Icahn pessimistic about Trump Taj Mahal’s fate; union appeals court decision

Carl Icahn pessimistic about Trump Taj Mahal's fate; union appeals court's decision

A day after Trump Entertainment Resorts announced that it planned to keep the Trump Taj Mahal open through November, billionaire investor Carl Icahn sang a far more pessimistic tune, telling the Associated Press that the Trump Taj Mahal “will almost certainly close”. Carl Icahn pessimistic about Trump Taj Mahal's fate; union appeals court's decision

Icahn said he plans to honor his deal to acquire the casino’s debt and inject $100 million of his own funds. But the casino is losing money hand over fist and, without a state bailout, Icahn believes that the casino will join the four other Atlantic City casinos that have closed their doors this year.

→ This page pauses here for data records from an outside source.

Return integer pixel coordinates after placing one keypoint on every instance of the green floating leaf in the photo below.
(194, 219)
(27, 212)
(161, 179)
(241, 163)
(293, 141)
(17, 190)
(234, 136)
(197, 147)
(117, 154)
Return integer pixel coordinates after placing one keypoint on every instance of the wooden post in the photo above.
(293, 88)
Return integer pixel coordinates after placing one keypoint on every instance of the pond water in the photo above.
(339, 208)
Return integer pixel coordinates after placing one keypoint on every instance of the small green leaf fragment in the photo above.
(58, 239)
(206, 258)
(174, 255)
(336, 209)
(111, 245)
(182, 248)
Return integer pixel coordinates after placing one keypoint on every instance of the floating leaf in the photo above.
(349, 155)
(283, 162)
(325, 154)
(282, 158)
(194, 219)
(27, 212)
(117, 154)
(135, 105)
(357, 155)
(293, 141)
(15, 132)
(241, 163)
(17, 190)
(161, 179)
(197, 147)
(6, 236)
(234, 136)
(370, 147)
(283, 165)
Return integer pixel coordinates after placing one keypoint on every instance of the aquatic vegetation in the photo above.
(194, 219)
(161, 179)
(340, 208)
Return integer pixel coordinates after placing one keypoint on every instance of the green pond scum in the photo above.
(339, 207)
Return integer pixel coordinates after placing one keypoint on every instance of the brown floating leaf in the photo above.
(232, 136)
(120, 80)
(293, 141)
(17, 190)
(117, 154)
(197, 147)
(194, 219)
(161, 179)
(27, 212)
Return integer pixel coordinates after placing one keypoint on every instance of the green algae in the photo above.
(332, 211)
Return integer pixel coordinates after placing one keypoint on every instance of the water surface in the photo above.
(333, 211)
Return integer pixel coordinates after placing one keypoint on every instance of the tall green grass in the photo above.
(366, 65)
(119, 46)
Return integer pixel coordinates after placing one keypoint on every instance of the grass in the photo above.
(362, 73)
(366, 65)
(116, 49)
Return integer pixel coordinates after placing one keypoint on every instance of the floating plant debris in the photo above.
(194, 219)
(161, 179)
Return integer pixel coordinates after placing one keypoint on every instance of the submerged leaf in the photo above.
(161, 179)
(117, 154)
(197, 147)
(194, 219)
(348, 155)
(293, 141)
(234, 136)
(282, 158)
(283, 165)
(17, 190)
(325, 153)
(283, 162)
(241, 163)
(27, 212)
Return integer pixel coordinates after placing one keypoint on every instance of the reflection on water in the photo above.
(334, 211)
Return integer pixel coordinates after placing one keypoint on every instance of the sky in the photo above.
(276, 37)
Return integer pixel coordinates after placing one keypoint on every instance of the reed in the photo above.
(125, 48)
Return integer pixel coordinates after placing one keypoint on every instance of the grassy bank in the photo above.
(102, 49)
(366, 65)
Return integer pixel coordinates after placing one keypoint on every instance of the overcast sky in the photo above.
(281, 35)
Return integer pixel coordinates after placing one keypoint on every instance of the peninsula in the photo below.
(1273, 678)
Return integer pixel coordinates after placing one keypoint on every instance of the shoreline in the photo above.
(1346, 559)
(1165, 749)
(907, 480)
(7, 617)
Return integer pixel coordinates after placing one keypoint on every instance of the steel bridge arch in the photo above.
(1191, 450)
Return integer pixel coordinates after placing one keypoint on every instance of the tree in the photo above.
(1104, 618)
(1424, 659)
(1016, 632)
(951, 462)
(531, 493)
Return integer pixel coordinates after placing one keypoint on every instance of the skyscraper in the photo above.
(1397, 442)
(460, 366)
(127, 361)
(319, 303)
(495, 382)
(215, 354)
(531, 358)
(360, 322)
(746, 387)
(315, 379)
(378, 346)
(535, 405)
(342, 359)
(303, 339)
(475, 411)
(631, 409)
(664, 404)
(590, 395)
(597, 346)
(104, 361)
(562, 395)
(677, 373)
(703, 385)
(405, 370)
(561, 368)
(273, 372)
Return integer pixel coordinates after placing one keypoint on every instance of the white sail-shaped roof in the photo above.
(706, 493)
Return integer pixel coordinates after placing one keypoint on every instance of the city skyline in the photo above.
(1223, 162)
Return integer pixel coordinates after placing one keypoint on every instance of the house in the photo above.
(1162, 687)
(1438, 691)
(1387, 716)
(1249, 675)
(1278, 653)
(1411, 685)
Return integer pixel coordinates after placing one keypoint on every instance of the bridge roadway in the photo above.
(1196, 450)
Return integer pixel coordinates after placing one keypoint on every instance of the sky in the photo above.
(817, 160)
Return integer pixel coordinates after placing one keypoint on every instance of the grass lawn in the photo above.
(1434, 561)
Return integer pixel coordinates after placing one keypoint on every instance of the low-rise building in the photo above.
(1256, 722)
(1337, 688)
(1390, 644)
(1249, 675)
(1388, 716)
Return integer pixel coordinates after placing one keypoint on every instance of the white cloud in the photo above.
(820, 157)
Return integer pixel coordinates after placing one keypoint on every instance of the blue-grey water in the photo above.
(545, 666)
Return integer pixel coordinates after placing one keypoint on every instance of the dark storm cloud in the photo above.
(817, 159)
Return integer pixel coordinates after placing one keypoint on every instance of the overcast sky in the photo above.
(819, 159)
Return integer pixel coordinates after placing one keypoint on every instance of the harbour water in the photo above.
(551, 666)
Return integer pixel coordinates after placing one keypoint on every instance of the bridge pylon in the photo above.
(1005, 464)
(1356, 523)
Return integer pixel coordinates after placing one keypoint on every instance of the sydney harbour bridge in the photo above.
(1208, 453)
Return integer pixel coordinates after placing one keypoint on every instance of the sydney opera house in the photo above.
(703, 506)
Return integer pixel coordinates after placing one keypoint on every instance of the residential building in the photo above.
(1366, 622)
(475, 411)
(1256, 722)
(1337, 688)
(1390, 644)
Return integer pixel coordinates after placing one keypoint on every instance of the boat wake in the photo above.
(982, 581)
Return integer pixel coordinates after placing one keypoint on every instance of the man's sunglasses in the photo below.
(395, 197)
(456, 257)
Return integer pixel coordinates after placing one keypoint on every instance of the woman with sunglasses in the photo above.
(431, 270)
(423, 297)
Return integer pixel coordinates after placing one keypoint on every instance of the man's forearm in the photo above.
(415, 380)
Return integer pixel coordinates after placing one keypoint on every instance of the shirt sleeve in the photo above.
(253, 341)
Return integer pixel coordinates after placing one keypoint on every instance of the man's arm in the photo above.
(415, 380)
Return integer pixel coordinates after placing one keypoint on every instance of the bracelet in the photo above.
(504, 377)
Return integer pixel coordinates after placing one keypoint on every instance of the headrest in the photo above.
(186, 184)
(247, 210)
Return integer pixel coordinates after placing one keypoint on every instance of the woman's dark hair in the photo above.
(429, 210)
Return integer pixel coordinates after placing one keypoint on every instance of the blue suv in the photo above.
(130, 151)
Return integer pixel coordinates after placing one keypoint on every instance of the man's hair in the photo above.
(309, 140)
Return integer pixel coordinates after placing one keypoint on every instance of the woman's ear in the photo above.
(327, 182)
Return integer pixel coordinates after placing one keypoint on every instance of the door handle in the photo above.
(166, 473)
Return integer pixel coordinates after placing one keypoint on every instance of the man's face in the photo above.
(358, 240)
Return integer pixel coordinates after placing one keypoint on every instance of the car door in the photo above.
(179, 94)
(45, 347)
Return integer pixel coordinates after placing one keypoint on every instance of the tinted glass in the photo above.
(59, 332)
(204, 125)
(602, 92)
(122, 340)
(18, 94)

Icahn also called out the casino’s union for being short-sighted about his rescue plans. Instead of accepting the court-ordered termination of employees’ healthcare and pension plans, union members have been staging protests outside the casino’s doors. “Reprehensibly, the union, instead of working with and trying to help the company to keep the Taj alive, is instead doing everything to destroy the possibility of saving the jobs of over 3,000 employees.”

But union president Bob McDevitt painted a different picture, calling the investor’s attempts to cut off the union’s benefits a massive step backwards. “It’s really hard to know what to believe from him anymore,” McDevitt told the Associated Press.

“It’s pretty bizarre to say you want to help, when you start out as a lone wolf ripping away workers’ livelihood and dignity. Everyone else in this city and state is working together to move Atlantic City forward. You can’t start by moving thousands of people backwards.” Local 54 of the Unite-HERE union is appealing the Delaware bankruptcy judge’s decision.

Icahn insists the Taj needs government aid to the tune of $175 million just to keep afloat but that request has been rejected by state Senate President Steve Sweeney and Icahn appears resigned to bid the Taj bye-bye. “Frankly, several of my advisers have told me that if the city and the state did not come up with the money, they’d be doing me a large favor.”